# AVM WLan Stick Bug unter Windows Sieben



## quantenslipstream (20. Dezember 2009)

Hallo, Community

Ich habe da ein Problem mit den AVM WLan Sticks, die unter dem Namen "Fritz WLan Stick" geläufig.

Bei Windows Sieben ist das so (war auch schon bei der RC), dass das kleine Netzwerksymbol in der Taskleiste ein rotes Kreuz anzeigt. Also keine Netzwerkverbindung.
Aber eine Netzwerkverbindung besteht über den W-Lan Stick zum Router (ebenfalls von AVM, ist eine 7170) und Geschwindigkeitsprobleme habe ich auch nicht, Sieben zeigt nur eben an, dass keine Verbindung vorhaben ist, obwohl es geht.

Den Bug habe ich unter XP und Vista nie gehabt.

Kenne jemand von euch das Problem? 
Gibts eine Lösung? 

Weder andere Treiber von AVM (praktisch gesehen gibts nur den von Mai 2009), noch ein Patch von Windows (gibt keins, weils offensichtlich nicht das Problem von Microsoft ist) kann da für Abhilfe sorgen.





			Dieser Inhalt steht nur eingeloggten Mitgliedern zur Verfügung.
        



So siehts die ganze Zeit aus, rotes Kreuz beim Netzwerksymbol. 

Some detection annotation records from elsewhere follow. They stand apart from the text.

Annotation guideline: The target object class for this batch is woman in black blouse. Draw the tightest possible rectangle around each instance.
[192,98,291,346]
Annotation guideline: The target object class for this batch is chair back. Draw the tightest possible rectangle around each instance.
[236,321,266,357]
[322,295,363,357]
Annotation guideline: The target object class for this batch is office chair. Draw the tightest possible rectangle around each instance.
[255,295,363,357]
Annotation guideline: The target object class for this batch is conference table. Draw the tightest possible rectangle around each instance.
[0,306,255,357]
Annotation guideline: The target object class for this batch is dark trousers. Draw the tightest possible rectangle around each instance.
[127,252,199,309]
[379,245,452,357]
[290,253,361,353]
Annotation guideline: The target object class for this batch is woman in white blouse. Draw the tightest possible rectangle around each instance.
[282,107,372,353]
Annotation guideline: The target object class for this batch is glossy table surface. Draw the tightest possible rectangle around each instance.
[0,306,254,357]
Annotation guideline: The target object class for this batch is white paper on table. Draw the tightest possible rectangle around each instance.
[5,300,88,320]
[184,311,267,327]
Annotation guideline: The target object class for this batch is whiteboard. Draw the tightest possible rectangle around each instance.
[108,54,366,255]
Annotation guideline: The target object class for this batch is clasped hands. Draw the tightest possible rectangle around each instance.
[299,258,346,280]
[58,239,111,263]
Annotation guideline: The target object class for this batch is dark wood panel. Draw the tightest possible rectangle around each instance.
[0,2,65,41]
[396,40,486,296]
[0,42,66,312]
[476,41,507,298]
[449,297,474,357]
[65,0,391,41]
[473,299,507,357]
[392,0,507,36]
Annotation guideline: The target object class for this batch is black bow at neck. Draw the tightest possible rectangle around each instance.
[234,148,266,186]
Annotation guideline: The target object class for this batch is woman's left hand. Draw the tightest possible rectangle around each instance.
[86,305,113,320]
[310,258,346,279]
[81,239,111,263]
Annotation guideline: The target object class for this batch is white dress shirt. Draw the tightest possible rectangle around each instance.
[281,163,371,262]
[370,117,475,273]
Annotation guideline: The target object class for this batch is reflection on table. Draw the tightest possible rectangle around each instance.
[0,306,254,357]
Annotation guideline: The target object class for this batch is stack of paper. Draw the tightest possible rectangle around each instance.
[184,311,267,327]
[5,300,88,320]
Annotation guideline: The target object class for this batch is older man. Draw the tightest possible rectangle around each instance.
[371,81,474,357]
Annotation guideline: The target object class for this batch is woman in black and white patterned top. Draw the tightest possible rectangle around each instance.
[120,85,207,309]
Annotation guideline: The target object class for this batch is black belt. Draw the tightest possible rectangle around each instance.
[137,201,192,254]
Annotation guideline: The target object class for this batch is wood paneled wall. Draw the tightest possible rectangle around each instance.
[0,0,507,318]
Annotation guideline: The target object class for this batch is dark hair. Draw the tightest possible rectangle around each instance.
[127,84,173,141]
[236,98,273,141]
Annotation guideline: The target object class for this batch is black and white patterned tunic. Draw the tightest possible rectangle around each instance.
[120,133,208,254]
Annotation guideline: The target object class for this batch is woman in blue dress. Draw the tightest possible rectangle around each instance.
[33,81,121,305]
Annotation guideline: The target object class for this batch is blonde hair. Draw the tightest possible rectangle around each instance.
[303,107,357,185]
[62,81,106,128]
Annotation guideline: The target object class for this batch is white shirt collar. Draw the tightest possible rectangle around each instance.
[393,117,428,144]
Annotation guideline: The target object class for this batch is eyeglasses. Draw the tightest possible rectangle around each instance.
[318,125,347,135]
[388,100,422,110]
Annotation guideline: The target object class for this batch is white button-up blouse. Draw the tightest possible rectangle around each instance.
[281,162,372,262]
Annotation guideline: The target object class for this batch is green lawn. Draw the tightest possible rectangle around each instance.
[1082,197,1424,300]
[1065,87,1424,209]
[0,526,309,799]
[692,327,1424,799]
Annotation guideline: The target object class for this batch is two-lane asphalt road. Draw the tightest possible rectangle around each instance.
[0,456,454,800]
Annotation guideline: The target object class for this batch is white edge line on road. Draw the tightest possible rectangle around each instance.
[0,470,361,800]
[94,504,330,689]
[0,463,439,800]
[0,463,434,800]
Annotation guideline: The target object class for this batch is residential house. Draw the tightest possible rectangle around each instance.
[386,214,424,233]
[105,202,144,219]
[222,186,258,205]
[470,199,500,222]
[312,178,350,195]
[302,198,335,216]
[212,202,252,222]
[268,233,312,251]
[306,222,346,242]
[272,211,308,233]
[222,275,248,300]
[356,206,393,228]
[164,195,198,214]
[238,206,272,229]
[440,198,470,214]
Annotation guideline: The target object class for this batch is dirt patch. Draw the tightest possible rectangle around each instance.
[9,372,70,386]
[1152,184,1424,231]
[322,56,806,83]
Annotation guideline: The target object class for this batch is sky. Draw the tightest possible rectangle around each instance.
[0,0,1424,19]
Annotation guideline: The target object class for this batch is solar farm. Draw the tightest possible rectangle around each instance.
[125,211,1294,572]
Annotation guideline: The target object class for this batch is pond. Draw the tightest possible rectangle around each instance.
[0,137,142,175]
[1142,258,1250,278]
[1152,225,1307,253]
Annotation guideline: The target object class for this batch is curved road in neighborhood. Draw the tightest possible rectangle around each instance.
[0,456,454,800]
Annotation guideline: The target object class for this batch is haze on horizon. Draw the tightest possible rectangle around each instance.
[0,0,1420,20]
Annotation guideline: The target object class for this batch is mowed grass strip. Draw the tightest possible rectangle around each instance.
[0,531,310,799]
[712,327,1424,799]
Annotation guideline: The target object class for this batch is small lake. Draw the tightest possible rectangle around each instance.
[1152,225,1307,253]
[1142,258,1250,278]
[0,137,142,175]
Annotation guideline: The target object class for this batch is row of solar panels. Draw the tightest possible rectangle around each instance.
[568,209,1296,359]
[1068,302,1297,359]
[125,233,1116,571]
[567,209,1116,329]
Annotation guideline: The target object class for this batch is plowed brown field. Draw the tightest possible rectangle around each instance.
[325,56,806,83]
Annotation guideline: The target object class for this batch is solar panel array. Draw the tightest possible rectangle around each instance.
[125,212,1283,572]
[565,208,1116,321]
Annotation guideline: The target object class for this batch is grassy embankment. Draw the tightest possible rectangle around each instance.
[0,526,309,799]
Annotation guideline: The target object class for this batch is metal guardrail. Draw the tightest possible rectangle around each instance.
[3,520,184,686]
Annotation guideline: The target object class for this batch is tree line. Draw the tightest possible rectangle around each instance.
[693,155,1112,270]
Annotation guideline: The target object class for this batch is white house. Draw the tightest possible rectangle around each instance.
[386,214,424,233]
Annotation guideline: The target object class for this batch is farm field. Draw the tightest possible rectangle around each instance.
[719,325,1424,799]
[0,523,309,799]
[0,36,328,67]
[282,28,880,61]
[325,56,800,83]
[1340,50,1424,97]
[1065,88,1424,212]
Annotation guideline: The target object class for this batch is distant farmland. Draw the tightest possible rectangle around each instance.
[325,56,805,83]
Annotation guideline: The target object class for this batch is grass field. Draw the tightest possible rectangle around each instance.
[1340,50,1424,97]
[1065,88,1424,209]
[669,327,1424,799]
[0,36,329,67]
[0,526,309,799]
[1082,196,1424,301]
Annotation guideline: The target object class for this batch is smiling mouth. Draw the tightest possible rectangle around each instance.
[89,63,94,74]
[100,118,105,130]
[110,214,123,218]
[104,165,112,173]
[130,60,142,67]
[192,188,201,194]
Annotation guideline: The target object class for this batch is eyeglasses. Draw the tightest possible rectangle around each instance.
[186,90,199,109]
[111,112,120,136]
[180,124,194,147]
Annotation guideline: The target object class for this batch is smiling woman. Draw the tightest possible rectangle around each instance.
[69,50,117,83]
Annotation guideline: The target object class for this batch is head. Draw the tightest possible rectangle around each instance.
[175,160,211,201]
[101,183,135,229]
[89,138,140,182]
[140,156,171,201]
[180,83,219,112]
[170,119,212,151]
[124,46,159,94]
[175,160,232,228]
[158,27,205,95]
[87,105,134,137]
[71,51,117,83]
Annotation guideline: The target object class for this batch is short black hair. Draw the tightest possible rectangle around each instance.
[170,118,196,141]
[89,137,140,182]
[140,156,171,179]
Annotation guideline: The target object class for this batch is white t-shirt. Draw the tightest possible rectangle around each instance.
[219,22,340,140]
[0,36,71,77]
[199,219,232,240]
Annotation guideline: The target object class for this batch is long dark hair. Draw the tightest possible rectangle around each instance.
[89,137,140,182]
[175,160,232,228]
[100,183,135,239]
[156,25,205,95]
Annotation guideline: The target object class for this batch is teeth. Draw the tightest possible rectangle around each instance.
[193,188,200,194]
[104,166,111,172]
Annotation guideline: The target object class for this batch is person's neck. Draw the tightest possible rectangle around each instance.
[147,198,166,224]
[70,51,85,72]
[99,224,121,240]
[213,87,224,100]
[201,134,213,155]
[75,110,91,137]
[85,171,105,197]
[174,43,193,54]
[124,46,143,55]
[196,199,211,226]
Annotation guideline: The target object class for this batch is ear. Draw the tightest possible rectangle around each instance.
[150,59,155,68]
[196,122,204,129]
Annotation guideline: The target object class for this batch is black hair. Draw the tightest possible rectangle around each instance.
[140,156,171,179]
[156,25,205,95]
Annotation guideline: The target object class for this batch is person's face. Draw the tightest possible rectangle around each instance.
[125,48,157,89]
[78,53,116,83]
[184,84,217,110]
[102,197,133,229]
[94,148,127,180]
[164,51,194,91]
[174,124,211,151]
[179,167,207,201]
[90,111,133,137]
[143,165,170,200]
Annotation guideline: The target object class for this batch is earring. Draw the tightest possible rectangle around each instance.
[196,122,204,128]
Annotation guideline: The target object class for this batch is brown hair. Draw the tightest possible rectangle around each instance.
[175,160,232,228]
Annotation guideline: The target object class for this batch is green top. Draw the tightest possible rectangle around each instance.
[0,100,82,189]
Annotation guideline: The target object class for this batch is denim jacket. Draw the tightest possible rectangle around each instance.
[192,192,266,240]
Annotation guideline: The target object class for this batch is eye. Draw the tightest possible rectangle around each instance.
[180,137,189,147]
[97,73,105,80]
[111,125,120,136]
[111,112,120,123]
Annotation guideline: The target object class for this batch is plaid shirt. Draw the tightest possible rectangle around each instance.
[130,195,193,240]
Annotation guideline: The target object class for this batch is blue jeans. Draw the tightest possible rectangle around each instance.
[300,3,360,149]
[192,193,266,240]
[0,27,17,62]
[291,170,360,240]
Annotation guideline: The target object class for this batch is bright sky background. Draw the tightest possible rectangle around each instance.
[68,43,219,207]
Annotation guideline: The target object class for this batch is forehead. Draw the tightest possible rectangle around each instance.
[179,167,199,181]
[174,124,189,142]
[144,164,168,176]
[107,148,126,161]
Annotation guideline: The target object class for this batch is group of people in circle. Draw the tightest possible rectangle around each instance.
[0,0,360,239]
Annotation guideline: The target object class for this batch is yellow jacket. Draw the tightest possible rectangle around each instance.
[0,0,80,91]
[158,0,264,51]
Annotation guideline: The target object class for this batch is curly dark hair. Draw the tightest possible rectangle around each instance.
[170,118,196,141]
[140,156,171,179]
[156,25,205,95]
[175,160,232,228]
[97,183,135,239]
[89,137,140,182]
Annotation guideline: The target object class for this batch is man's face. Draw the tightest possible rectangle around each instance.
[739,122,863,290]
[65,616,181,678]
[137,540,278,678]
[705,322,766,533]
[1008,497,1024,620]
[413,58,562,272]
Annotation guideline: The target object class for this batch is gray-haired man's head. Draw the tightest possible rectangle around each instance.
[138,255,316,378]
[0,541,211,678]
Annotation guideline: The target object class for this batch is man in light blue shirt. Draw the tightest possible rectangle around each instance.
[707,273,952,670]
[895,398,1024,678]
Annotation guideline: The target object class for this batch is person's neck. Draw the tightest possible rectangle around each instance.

			Dieser Inhalt steht nur eingeloggten Mitgliedern zur Verfügung.
        



Obwohl eine Netzwerkverbindung über den WLan Stick zum Router besteht. 




			Dieser Inhalt steht nur eingeloggten Mitgliedern zur Verfügung.
        



Benutze ich ein Gadget um mir die Signalstärke anzeigen zu lassen, kommt das bei raus.... 

Wo ist der Fehler?


----------



## K3n$! (20. Dezember 2009)

Ist der WLan Stick denn als Standard ausgewählt ?

Aber was mich irritiert, ist, dass er dir trotzdem anzeigt, dass du Internetzugriff hast.


----------



## quantenslipstream (20. Dezember 2009)

Klar ist er das und es ist auch egal, ob ich den LAN Port deaktiviere oder nicht (was ich irgendwo als Tipp gelesen hatte).
Eherlich gesagt, verstehe ich den Bug einfach nicht, kann meiner Meinung nach nur am AVM Treiber liegen, der Windows nicht sagt, dass er online ist.
Aber bei AVM gibts keinen aktuellen Treiber mehr, alles ist uralt. 

Interessanter Weise bin ich auch nicht der einzige, der diesen Bug hat, in anderen Foren wird ebenfalls davon berichtet, aber eine Lösung hatte niemand anzubieten.


----------



## M4tthi4s (20. Dezember 2009)

Also wenn ich das richtig verstanden habe, dann funktioniert dein Wlan einwandfrei,
bis auf die fehlerhafte Anzeige des Icons in der Taskleiste?

Genauso sieht's bei mir auch aus, ich hab das Symbol einfach ausgeblendet, nervt ja eh bloß.
Die AVM-Software gibt dir ja mit einem ähnlichen Symbol die Signalstärke wieder.


----------



## quantenslipstream (21. Dezember 2009)

M4tthi4s schrieb:


> Also wenn ich das richtig verstanden habe, dann funktioniert dein Wlan einwandfrei,
> bis auf die fehlerhafte Anzeige des Icons in der Taskleiste?


 
Genau, alles klappt bestens, nur Windows selbst denkt (anhand des Symbols und auch dass das Gadget nicht geht), dass keine Verbindung herrscht.



M4tthi4s schrieb:


> Genauso sieht's bei mir auch aus, ich hab das Symbol einfach ausgeblendet, nervt ja eh bloß.
> Die AVM-Software gibt dir ja mit einem ähnlichen Symbol die Signalstärke wieder.


 
Du hast den gleichen Bug?
Echt komisch, mich würde wirklich mal interessieren, woher das kommt, denn mit allen OS davor gabs ja nie Probleme.

Genau, AVM hat ein Standardsymbol, das zeigt, die gut die Empfangsqualität des Sticks ist.

Ich finde das Symbol von Sieben bloß etwas schicker als das von AVM, daher würde ich es gerne haben (beim Laptop klapps problemlos, der hat aber auch kein AVM).


----------



## Hektor123 (21. Dezember 2009)

Ich hab genau die gleiche Kombo aus dem Stick, Fritz Box 7170 und Win7.
Welcher Stick ist es denn genau?
Ich hab nen älteren ohne n-Draft also nur 54mbit/s.
Bei mir funktioniert es aber auch ohne das "Problem"


----------



## DrSin (21. Dezember 2009)

Bei meinem Dad hab ich in der AVM Software umgestellt das ich Windows zum Verwalten der Drahtlosnetzwerke nutze und seitdem zeigt er auch alles an wie es sein soll.


----------



## K3n$! (22. Dezember 2009)

Also das Problem hab ich gestern auch bei nem Kumpel festgestellt, als ich für ihn ein neuen Rechner zusammenbaute.

Den Tipp von DrSin werde ich aber auf jedenfall einmal weiterleiten.


----------



## feivel (22. Dezember 2009)

ich nutz für den stick auch nicht die avm software sondern nur den treiber...
hatte den bug aber auch schon festgestellt


----------



## BautznerSnef (22. Dezember 2009)

Schaut mal unter Dienste ob der Dienst "Konfigurationsfreie drahtlose Verbindung" deaktiviert ist. Könnte das Problem sein evt. .
Bei mir wars so.


----------